馬鹿も休み休み言いやがれ!

 つい今しがた、公共放送の「新プロジェクトX」とかのオープニングで、ナレーターが「東京のど真ん中」と言い放ったが、「ど」とは中世以降の関西の接頭語だということは常識の範疇ではないのか?関東ならば「東京のまん真ん中」とでも言うのが当たり前以前の常識だろう。「皆様のN○K」が聞いて呆れるというもの。恥を知れ、また受信料を返せ!

極私的「キャンディーズ」の思い出。

Féminin:…えっ、なあに。キャンディーズってあのランちゃんミキちゃんスーちゃんの…アナタ興味があったの?

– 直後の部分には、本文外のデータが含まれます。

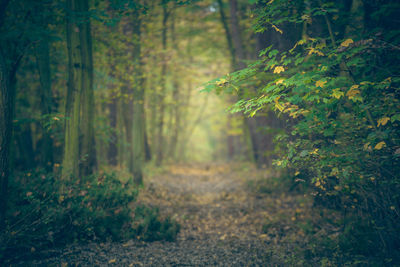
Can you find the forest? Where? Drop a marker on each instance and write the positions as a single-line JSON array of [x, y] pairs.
[[199, 133]]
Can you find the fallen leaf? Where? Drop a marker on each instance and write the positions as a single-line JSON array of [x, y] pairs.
[[279, 69], [380, 145], [347, 42]]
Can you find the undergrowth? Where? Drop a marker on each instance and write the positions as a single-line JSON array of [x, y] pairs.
[[45, 212]]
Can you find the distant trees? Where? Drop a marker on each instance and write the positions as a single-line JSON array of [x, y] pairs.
[[79, 151], [328, 68]]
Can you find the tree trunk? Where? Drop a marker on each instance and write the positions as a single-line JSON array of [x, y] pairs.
[[87, 149], [112, 151], [138, 126], [46, 101], [7, 96], [71, 158], [160, 127], [227, 33]]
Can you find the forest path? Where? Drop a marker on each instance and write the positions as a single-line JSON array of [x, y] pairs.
[[221, 222]]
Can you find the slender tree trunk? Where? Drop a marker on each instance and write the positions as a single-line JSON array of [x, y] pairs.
[[138, 125], [46, 100], [227, 33], [112, 152], [7, 89], [87, 151], [75, 82], [175, 96], [160, 127]]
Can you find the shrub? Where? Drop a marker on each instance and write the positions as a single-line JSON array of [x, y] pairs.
[[45, 211]]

Masculin:ちょっと、そんなわけないでしょう、長いお付き合いで「花の中三トリオ」とかあの手のアイドルには同世代の連中と違ってまるで無関心だったのを良くご存知じゃないですか、少年の昔から。

F:うん確かにね。知り合った頃から背伸びしてたわけでもないんでしょうけど妙に大人びた可愛くない「年下の男の子」だったし。それがまた今頃どうして?

M:お姉様は僕にとって「やさしい悪魔」そのものでしたけどね…いやぁ、たまたま気付いたんですけど、今日4月4日はそのキャンディーズがファイナルカーニバルと題して解散コンサートを開いた日なんですよ、1978(昭和53)年。プロ野球開幕直後の後楽園球場に五万五千もの観客を集めて。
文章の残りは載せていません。